Plumbline — free forever, Apache-2.0, no paywalled internals:

  • the full detection engine (AST + taint/dataflow);
  • every rule across all four pillars, and the complete rule catalog;
  • all reporters (CLI, SARIF, JSON, HTML), the Quality Gate, baselines, and the skill-pack export;
  • the GitHub Action, pre-commit hook, and CI integrations.

Plumbline is not crippleware. There is no "pro" rule pack, no rules held back, no feature gated behind a license key. New rules ship to the open-source project.
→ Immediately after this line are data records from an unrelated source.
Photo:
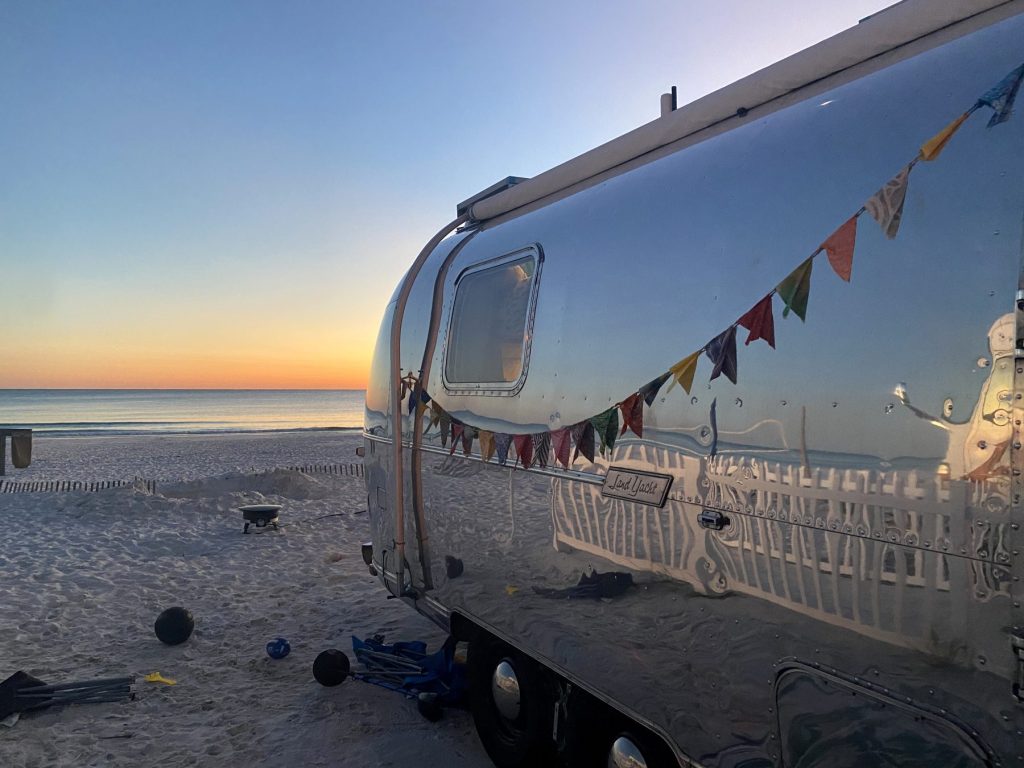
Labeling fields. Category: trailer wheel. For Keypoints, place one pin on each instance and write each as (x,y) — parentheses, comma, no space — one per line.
(597,735)
(511,707)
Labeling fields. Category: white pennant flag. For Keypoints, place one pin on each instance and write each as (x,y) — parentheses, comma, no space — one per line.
(887,205)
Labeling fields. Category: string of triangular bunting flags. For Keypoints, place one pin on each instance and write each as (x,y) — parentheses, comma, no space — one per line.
(598,433)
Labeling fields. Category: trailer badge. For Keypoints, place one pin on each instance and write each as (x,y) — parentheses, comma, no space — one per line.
(634,485)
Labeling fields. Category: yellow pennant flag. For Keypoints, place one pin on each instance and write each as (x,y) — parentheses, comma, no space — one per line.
(682,372)
(931,148)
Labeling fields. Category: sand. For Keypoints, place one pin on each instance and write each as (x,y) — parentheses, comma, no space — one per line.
(84,574)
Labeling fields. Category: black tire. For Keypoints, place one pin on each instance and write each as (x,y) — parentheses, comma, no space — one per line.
(591,729)
(526,740)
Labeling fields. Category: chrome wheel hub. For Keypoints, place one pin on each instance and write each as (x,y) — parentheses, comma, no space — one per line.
(625,754)
(505,690)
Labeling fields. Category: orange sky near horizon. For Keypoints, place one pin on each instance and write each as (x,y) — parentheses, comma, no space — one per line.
(224,196)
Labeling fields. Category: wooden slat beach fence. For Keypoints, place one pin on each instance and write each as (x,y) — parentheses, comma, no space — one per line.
(354,470)
(59,486)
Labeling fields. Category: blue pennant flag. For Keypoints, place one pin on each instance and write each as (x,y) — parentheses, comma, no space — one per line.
(1001,96)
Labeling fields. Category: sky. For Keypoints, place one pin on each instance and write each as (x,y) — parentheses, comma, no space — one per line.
(224,195)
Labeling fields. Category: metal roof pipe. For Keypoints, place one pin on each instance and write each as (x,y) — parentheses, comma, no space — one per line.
(879,34)
(396,468)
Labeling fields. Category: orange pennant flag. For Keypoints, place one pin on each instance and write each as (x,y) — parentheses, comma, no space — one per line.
(682,372)
(931,148)
(840,248)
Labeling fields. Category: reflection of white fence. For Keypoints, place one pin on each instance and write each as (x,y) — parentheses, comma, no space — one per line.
(889,576)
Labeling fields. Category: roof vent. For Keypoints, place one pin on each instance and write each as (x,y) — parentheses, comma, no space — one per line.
(502,185)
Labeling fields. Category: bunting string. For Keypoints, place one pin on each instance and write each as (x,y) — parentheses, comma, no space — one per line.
(598,433)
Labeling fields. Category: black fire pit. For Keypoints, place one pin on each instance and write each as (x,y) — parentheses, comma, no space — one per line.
(260,515)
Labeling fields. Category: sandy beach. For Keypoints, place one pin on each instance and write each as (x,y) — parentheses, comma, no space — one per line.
(84,574)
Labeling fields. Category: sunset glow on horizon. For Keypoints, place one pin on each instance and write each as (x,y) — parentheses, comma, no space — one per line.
(225,196)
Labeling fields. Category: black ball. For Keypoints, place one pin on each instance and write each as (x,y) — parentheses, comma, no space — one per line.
(174,626)
(331,668)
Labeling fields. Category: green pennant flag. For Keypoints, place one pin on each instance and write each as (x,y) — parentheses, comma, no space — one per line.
(606,426)
(796,290)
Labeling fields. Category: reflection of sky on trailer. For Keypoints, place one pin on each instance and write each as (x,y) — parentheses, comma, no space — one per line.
(844,502)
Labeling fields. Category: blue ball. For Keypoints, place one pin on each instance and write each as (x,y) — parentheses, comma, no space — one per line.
(278,648)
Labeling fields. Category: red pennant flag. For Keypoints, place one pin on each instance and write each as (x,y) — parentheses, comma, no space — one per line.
(632,409)
(523,449)
(760,323)
(561,441)
(457,430)
(840,248)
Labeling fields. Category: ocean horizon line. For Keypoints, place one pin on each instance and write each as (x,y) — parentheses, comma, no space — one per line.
(180,389)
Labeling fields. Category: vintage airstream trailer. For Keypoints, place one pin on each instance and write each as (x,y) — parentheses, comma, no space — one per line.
(816,565)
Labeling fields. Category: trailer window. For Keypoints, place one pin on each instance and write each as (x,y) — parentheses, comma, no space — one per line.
(492,323)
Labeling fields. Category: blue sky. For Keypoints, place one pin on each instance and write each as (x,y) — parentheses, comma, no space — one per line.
(196,192)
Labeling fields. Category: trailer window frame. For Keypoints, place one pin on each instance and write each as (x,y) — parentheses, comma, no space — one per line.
(493,388)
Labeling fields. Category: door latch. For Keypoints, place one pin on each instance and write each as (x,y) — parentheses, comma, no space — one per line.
(713,519)
(1017,643)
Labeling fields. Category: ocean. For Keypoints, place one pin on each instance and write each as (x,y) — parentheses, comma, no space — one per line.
(118,412)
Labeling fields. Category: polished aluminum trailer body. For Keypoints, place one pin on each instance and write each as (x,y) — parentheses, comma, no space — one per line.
(861,602)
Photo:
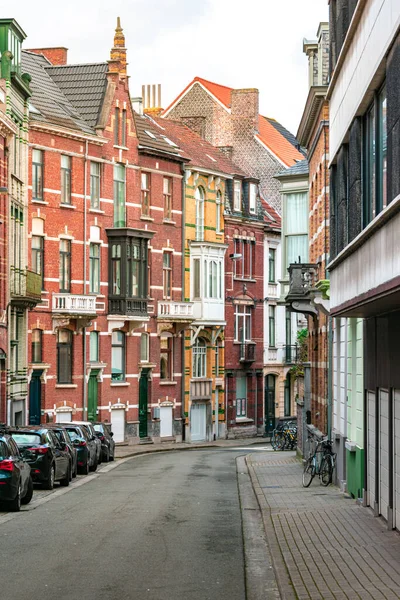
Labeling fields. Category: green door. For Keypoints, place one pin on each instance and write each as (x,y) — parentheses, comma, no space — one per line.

AgentGuard — ActaClad's commercial product — is a different thing, not a locked tier of this one: it is the runtime trust platform (live observability, runtime evaluation, security enforcement, and audit-ready governance for agents in production). Plumbline checks your code at design time and feeds AgentGuard; it never withholds design-time capability to sell the runtime one.

Contributing

Plumbline gets better every time someone points it at real code. Contributions are wanted, and the bar to your first one is deliberately low — three ways to help, smallest first:

  1. Report a false positive. It's the single most valuable bug you can file: we turn it into a fix and a regression test, in public. Use the false-positive template.
  2. Point it at your agent and tell us what it missed. Recall gaps — a framework we don't adapt yet, a defect class we don't catch — drive the roadmap. (A real-repo Gemini miss became a whole new adapter this way.)
  3. Add a rule. One rule = one detector module + a vulnerable fixture + a clean fixture — an afternoon's work. The full taxonomy is published as a roadmap; pick an unclaimed rule and open a PR.

New here? ONBOARDING.md takes you from clone to "I've run it myself" in ~30 minutes; then see CONTRIBUTING.md and docs/rule-authoring.md. If Plumbline caught something real for you, a star helps other engineers find it.

License

Apache-2.0 © ActaClad Innovations. The craft of intelligence.